I turned 23 last week! I took a time off from work to visit the National Museum because I haven't been there before despite spending my college years going back and forth to Manila. Surprisingly, a lot of people haven't either. 

It was silly of me not to take note of the directions before I left home. I thought I could locate it solely from memory. Well, I almost got lost (if not for my friend PJ who helped me through text).

It was an adventure, yes, but the feeling of not knowing where you're headed is without doubt, unsettling. Plus, I've always felt a stranger to this city. But I still enjoyed the mishap because you'll always learn something in the end.

I read here that one of the things happy people do differently is seek out an experience that is beyond the boundaries of their comfort zone. The article points out that:
"Happy people, are, simply put, curious....Curious people generally accept the notion that while being uncomfortable and vulnerable is not an easy path, it is the most direct route to becoming stronger and wiser."
Let's just agree that no truer words were ever spoken. For there is no other source of knowledge better than experience! So there I was, one Tuesday morning, in an almost desolate place.
The museum has two buildings; one for the historical artifacts and the other for the art exhibit. As I walked through the hallways of the first building, I wasn't impressed at what I saw. The galleries were old, the floors creaked on every step, and the materials used to present the pre-historic collection were (for a lack of better word) boring. I hope I didn't have to say these but that was the impression it gave me.

But as I progressed on the second floor, and the next, it began to grow on me. I especially liked the ones on the topmost, where traditional textiles and weaves were exhibited. I learned that bare arms used to be unacceptable for some of our ancestral groups. Their ornaments were taken off only once or twice a year--when it needs to be replaced or when the wearer goes into mourning. Interesting...

A long wall of portraits stood on one side and it showcases our rich and colorful heritage which I'm sure anyone would be so proud of. It was clearly a much updated gallery compared to the previous ones. Imagine my excitement when I finally entered the second building.
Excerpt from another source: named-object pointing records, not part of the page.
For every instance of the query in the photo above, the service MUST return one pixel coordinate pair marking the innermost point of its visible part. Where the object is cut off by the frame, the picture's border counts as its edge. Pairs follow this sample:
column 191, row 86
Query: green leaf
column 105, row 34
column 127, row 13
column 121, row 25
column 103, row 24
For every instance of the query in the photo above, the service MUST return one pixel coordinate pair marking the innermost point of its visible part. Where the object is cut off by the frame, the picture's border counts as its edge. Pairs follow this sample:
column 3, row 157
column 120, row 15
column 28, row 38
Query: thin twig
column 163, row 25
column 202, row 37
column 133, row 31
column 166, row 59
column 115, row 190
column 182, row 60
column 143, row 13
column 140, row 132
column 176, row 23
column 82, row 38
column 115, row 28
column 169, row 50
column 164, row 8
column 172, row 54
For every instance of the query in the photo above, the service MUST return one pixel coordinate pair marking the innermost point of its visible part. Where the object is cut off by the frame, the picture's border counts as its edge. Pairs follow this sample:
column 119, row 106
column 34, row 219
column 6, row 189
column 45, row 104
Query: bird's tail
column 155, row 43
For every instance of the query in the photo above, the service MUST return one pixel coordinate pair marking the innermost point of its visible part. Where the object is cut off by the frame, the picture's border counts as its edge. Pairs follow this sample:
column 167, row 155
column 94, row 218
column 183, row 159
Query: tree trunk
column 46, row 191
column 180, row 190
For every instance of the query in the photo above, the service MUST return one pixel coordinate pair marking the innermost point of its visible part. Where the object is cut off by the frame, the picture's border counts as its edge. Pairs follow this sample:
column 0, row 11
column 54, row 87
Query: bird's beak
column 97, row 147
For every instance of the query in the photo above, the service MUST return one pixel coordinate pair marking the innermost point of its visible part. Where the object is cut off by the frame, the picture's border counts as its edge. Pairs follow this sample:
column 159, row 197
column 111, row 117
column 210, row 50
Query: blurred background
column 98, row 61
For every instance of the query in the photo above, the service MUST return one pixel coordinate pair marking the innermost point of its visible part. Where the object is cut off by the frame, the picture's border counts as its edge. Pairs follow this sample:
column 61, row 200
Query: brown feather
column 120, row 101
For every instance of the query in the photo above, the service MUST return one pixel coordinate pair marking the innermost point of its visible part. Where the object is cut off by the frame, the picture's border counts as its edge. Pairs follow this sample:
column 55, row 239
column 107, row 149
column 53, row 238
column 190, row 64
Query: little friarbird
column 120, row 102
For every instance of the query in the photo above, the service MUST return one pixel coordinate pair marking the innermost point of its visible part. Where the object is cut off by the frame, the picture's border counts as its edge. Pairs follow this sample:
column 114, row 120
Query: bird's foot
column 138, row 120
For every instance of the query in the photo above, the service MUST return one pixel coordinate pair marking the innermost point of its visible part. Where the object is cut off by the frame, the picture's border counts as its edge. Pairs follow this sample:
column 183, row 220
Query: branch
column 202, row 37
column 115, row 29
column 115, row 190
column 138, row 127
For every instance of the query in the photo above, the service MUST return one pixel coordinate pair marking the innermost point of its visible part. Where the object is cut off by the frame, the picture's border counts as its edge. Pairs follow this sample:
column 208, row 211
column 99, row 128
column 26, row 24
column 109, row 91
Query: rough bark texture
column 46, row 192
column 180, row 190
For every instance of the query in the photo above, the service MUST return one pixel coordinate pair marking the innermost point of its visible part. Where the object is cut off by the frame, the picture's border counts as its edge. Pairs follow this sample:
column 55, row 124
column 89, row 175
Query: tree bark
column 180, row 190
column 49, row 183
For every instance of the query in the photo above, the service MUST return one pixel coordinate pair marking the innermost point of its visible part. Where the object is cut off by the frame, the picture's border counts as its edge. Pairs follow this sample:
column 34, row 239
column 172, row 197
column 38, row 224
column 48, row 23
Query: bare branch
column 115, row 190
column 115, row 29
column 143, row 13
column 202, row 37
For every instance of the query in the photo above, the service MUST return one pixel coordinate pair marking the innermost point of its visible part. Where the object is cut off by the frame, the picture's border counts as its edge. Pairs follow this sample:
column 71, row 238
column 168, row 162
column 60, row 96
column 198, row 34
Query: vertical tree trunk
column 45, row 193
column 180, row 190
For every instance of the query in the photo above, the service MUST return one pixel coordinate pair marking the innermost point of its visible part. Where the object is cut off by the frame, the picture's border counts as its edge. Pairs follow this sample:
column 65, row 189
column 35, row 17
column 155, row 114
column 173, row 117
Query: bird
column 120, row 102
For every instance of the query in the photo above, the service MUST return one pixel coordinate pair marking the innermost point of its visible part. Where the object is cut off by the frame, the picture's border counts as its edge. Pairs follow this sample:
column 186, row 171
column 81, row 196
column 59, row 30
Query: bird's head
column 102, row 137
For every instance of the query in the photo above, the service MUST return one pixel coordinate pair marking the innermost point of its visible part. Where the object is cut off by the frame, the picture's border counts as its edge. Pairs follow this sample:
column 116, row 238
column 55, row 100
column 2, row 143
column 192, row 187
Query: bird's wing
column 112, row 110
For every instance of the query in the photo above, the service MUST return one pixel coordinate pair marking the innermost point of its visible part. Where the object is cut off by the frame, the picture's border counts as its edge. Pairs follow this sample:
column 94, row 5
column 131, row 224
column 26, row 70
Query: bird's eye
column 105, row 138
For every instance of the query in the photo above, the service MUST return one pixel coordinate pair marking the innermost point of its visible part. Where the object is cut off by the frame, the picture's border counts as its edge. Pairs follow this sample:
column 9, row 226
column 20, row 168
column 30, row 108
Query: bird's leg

The first thing I saw was Juan Luna's Spolarium which was breathtaking in person! Sitting right in the middle of a very large room, this painting is bordered by what I assume to be the thickest framework there is.It was held by equally thick chains which perfectly matched the vibe of the art itself. I couldn't take a decent photo of its grandeur. It's something one must see firsthand.

The galleries here really made up for what the other building lacked. Works of many amazing Filipino artists whom I only read from the pages of our Art Appreciation book, now in front of me. The likes of Guillermo Tolentino, Fernando Amorsolo, Juan Luna, etcThis trip was worth the hassle especially for those who are interested in doing something educational. Haha! It's a 150 pesos well spent. For me at least!